Toutes les religions devraient être sur un pied d’égalité. L’islam est un phénomène qui appartient à l’Europe et les communautés musulmanes ne devraient pas être regardées avec suspicion. Comme le soulignait M. Huseynov, il faut dire clairement qu’aucun passage du Coran ne justifie le terrorisme et l’usage de la force.

S’agissant des financements étrangers, il faut savoir qu’il existe un mode de financement agressif. Il est question ici de la transparence pour le financement des Églises. J’entends déjà les protestations de l’Église catholique.

Quoi qu’il en soit, je crois qu’il faut faire preuve de bon sens dans nos débats afin d’éviter un climat de suspicion générale à l’égard de l’islam. Je dois toutefois concéder que, lorsque des imams viennent chez nous alors qu’ils ne comprennent absolument pas les principes démocratiques d’une société moderne et prêchent des idées contraires à l’égalité entre les hommes et les femmes, ainsi qu’à d’autres valeurs qui nous tiennent à cœur, cela pose un énorme problème. Ainsi, dans les Balkans occidentaux, de très nombreuses mosquées sont construites par des pays du Proche-Orient. Nous devons interdire le financement de ces imams par d’autres États.

Comme le souligne le rapport, il est essentiel de mettre en place des partenariats afin d’éviter que des sociétés parallèles empoisonnent nos pays.

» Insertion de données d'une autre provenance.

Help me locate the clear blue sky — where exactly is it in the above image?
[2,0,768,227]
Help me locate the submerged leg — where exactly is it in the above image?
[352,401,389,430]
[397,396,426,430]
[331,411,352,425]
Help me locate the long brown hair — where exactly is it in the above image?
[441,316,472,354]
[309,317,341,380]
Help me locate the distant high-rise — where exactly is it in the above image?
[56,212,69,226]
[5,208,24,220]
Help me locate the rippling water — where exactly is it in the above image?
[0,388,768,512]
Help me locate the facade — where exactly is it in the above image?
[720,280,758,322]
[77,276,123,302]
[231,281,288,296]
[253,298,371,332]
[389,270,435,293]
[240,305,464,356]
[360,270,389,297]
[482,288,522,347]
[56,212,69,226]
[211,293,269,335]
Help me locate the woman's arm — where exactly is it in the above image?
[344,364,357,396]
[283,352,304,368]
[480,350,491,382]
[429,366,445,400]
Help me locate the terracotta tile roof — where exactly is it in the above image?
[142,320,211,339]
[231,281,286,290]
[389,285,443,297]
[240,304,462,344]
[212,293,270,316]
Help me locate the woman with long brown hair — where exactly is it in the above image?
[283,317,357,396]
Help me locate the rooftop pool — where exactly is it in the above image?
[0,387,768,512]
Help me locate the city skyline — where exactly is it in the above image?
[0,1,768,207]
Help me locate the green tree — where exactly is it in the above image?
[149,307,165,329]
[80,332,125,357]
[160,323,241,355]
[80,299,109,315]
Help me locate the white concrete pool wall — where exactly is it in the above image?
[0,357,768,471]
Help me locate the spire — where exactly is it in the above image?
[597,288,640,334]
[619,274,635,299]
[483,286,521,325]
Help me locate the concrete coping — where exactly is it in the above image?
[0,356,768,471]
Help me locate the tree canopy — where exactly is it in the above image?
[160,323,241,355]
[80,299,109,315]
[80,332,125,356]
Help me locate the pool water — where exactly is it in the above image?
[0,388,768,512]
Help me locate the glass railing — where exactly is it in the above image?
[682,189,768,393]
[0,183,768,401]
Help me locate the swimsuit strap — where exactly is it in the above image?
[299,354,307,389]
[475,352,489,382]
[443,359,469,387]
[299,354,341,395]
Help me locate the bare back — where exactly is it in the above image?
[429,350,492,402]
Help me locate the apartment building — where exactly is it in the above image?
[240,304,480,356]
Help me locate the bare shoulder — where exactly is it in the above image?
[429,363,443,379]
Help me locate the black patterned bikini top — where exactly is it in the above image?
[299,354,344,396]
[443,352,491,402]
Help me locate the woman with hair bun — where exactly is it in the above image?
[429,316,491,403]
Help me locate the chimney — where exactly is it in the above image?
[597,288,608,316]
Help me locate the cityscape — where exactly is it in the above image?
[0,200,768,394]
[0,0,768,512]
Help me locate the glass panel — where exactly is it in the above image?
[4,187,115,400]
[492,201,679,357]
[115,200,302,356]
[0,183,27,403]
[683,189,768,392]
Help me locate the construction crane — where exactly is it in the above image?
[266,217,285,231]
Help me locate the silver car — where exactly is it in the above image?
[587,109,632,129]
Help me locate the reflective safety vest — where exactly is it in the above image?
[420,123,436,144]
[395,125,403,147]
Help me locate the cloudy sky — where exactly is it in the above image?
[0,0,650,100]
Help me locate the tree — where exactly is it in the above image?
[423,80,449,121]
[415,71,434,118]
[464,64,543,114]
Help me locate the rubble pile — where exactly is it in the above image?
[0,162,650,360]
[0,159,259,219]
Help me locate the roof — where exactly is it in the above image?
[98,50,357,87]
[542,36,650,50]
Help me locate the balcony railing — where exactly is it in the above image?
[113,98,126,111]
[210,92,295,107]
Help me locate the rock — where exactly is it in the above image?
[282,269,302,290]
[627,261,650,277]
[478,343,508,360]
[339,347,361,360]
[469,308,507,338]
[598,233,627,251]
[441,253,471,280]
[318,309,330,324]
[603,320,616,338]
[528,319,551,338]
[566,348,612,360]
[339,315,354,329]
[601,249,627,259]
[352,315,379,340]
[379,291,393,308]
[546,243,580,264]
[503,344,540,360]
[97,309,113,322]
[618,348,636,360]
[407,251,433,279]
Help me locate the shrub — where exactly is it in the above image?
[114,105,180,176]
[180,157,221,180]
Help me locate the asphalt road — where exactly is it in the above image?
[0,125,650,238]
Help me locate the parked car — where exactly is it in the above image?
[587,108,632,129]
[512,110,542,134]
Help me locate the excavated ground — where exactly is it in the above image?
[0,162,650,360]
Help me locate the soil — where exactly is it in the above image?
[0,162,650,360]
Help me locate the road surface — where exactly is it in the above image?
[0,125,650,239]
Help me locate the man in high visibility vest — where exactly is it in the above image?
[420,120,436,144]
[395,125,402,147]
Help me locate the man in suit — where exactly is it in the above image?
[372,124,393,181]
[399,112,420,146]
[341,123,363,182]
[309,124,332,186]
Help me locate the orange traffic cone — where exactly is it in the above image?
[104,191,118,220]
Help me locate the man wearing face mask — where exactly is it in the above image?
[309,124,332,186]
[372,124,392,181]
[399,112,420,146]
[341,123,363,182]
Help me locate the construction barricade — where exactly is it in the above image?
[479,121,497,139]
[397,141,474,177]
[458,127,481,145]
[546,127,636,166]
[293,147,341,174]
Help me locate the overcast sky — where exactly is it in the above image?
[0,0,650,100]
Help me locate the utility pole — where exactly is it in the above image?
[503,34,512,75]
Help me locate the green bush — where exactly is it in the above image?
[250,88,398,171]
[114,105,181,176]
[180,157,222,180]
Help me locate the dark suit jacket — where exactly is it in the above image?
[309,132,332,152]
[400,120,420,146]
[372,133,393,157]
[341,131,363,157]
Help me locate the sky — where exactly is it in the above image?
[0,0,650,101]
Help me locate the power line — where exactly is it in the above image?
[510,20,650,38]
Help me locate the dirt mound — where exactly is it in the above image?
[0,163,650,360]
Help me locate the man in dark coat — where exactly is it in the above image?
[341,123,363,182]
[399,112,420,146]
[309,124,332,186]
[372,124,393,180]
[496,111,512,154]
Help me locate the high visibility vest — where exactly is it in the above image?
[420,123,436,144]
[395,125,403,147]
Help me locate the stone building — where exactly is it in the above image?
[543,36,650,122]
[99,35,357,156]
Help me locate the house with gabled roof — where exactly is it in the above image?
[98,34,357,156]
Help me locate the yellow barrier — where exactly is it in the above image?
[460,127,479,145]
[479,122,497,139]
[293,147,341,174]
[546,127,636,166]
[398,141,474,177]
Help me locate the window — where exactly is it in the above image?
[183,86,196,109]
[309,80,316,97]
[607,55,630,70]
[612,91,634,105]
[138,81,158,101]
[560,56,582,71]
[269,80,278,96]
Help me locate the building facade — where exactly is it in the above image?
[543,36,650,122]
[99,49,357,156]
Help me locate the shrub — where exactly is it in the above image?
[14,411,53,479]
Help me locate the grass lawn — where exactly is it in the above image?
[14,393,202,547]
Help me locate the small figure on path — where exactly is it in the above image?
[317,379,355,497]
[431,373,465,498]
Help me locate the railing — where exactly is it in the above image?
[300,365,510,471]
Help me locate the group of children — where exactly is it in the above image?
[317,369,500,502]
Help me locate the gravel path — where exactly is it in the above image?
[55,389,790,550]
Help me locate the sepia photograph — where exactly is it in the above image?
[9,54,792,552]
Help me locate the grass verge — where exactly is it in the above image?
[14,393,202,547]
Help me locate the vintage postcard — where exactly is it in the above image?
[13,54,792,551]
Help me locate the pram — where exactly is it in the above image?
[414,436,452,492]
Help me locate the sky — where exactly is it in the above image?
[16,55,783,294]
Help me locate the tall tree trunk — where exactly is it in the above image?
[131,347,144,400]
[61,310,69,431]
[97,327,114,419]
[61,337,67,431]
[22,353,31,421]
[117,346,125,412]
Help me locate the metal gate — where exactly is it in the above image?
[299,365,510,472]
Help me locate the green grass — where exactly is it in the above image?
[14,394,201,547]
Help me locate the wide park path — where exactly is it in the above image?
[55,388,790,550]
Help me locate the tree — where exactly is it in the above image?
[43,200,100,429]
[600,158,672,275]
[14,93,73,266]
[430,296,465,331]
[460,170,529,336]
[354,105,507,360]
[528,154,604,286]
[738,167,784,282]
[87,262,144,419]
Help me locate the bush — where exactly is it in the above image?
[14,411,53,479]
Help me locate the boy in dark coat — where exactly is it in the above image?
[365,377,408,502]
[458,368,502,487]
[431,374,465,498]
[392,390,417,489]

Ainsi, en Allemagne, les imams reçoivent une formation afin de comprendre la société allemande. Cela dit, le principal risque de radicalisation provient peut-être plus d’internet que des mosquées.

Au Moyen Âge, l’Église catholique a, elle aussi, traversé une époque extrêmement sombre. L’islam n’a pas encore connu son siècle des Lumières.

Compte tenu de ces différents éléments, je donnerai mon appui à ce rapport.

M. TORNARE (Suisse) – Je souhaite féliciter à mon tour les deux rapporteures.

Je mettrai l’accent sur quatre points.

Premièrement, le rapport de Mme Fiala montre que nous ne disposons pas de données statistiques globales et agrégées concernant le financement de l’islam. C’est bien le problème. Toutefois, si l’on voulait vraiment savoir d’où vient l’argent, on pourrait le faire. J’ai approuvé des mesures similaires visant à améliorer la transparence dans mon pays, afin d’identifier des flux d’évasion fiscale. De même, nous pouvons interdire que des États financent des mosquées dans d’autres pays, ce qui est inadmissible, comme lorsque, récemment, la Turquie a financé une grande mosquée à Sarajevo. En outre, l’absence de données statistiques conforte les rumeurs.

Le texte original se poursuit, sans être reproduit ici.